Delphine Seyrig : diverse et unique

Rétro / Une silhouette longiligne, un brin hiératique, familière des plus grandes scènes comme des écrans de la Nouvelle Vague ; un timbre grave et lancinant qui envoûta les auteurs autant qu’il charma le public… Interprète puis cinéaste engagée, Delphine Seyrig (1932-1990) fait l’objet d’un focus à l’Institut Lumière.

Figure éthérée ou mystérieuse pour de nombreux cinéastes, que l’inconscient associe volontiers à Resnais, Truffaut (ou Claude Vega) via Jean-Pierre Léaud, mais aussi à Duras, Roussopoulos ou Akerman, Delphine Seyrig est irréductible à un univers ou à un genre : s’enfermer dans une chapelle eût été contraire à sa philosophie personnelle, progressiste et émancipatrice. “Insoumuse” selon son terme, elle travailla à modifier le regard et l’industrie cinématographique de l’intérieur, des deux côtés de la caméra, ne négligeant aucun registre. S’aventurant tôt dans l’expérimentation durassienne ou l’horrifique belge de Kümel avec le même bonheur, elle fut tout autant à sa place dans le surréalisme bunuellien (Le Charme discret de la bourgeoise, 1972, et sa course au gros plan) que dans le conte décalé (en)chanté de Demy (Peau d’Âne, 1970). Voire dans un biopic (Aloïse de Liliane de Kermadec, 1975).

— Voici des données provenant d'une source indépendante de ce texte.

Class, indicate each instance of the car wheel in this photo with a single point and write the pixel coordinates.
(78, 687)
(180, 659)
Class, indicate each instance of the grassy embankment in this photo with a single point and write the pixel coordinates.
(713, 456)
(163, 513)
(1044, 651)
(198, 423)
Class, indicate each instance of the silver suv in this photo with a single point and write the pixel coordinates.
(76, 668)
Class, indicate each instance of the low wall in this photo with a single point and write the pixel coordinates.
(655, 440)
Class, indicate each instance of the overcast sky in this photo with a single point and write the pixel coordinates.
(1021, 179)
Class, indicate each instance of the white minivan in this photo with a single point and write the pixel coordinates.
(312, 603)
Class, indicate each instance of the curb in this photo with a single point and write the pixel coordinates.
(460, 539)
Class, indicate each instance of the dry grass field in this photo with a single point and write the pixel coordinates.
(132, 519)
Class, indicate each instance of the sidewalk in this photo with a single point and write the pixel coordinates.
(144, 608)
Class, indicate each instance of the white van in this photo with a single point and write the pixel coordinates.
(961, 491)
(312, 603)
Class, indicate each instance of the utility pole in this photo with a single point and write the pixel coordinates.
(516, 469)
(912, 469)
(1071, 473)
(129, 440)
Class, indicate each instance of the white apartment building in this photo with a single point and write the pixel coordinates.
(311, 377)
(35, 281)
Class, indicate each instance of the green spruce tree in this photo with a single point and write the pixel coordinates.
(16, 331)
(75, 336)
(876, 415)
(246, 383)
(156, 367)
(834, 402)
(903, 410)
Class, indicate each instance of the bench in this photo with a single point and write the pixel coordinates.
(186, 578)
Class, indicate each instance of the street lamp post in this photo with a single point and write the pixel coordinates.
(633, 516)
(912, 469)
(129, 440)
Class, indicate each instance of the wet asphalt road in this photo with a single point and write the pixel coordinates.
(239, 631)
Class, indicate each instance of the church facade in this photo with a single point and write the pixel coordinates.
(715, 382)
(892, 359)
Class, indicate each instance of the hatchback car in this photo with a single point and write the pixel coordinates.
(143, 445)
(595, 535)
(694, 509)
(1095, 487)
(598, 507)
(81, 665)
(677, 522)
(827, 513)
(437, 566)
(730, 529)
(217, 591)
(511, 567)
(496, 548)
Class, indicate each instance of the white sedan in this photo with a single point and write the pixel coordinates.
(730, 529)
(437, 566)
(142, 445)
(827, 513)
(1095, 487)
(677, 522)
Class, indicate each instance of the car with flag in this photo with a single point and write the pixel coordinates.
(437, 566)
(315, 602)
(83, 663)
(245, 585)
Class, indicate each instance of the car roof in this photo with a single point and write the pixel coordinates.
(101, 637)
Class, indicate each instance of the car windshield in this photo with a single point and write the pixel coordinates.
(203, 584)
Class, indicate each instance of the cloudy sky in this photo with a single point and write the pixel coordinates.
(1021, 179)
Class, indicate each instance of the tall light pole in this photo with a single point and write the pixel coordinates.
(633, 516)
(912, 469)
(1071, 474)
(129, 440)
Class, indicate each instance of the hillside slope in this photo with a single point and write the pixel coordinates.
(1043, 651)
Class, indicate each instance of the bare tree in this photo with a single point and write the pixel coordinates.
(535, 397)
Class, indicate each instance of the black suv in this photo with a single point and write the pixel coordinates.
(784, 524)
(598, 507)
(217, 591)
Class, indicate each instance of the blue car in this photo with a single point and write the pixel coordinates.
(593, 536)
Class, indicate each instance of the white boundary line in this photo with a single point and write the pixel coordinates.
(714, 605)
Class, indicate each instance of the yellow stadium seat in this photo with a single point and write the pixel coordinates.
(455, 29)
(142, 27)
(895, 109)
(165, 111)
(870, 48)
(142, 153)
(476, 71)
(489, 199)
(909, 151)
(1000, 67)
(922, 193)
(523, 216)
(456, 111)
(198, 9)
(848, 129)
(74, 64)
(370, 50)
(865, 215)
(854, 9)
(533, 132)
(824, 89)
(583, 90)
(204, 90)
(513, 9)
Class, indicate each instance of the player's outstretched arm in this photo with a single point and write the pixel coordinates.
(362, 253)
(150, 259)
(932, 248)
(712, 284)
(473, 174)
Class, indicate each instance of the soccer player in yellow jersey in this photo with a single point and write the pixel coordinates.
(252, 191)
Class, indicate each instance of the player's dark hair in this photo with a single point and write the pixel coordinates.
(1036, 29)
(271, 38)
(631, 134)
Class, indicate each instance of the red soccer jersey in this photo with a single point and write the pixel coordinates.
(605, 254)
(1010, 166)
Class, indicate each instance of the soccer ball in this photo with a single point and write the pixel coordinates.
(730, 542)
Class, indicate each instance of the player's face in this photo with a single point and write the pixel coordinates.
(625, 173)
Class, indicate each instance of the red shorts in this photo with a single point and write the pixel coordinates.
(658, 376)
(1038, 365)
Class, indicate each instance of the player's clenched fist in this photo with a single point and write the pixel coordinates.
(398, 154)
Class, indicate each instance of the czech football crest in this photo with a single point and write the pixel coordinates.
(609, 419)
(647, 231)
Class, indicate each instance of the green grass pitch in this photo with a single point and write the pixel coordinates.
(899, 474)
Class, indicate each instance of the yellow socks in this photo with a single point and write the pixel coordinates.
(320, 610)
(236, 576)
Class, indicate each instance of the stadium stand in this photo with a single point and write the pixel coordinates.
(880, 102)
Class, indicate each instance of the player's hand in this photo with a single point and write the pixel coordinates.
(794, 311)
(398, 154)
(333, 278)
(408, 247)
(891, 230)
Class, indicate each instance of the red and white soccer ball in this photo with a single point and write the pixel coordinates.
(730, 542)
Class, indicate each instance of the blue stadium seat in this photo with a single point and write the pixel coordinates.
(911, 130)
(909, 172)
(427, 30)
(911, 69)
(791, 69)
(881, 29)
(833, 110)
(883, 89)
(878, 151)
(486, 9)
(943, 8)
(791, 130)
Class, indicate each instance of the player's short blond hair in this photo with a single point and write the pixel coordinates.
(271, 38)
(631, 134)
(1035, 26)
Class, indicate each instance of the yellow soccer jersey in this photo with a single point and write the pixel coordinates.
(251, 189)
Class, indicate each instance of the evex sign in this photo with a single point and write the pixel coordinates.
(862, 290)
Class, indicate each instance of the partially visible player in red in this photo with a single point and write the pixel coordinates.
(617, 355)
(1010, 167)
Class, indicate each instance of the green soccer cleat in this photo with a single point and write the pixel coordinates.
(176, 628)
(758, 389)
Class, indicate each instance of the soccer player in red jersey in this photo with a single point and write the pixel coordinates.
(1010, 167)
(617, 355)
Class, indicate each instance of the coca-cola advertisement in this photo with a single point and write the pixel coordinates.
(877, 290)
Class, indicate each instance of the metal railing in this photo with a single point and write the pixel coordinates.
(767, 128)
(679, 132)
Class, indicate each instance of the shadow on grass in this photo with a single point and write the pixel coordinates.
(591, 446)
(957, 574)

Routines et pommes de terre

Les mouvements féministes actuels ne pouvaient rester insensibles au parcours intellectuel et artistique de Delphine Seyrig : elle fut en effet au nombre des pionnières à avoir, avec gravité et malice, pointé “l’hémiplégie” structurelle de la société via le cinéma dans des documentaires édifiants détricotant les discours paternalistes alors en vigueur ou donnant la parole à celles qui en étaient privées. En témoigne Sois belle et tais-toi (1981), collection d’entretiens avec des actrices où celles-ci révèlent certains aspects peu reluisants du métier. Delphine Seyrig a enfin été par contrecoup remise en lumière lorsque Jeanne Dielman, 23, quai du commerce, 1080 Bruxelles (1975) s’est soudain vu décerner en 2022 le titre de “Meilleur film de tous les temps“ par Sight & Sound. S’il faut toujours se défier des déifications comme des étiquettes conjoncturelles, ce film monstre (3h21) centré sur les activités domestiques répétitives d’une veuve, mère d’un enfant, pratiquant occasionnellement la prostitution, tourné en plans fixes, abasourdit par sa radicalité, sa composition millimétrée à la symétrie kubrickienne. Mais aussi par la maturité de la cinéaste, alors âgée de 25 ans : en quelques mots et guère davantage de situations allant du tricot au cirage de chaussures à la corvée de patates, elle métaphorise la réclusion de femmes, Sisyphe modernes. La séance du 29 juin à 19h30 sera suivie d’une discussion sur le film… et son fameux classement.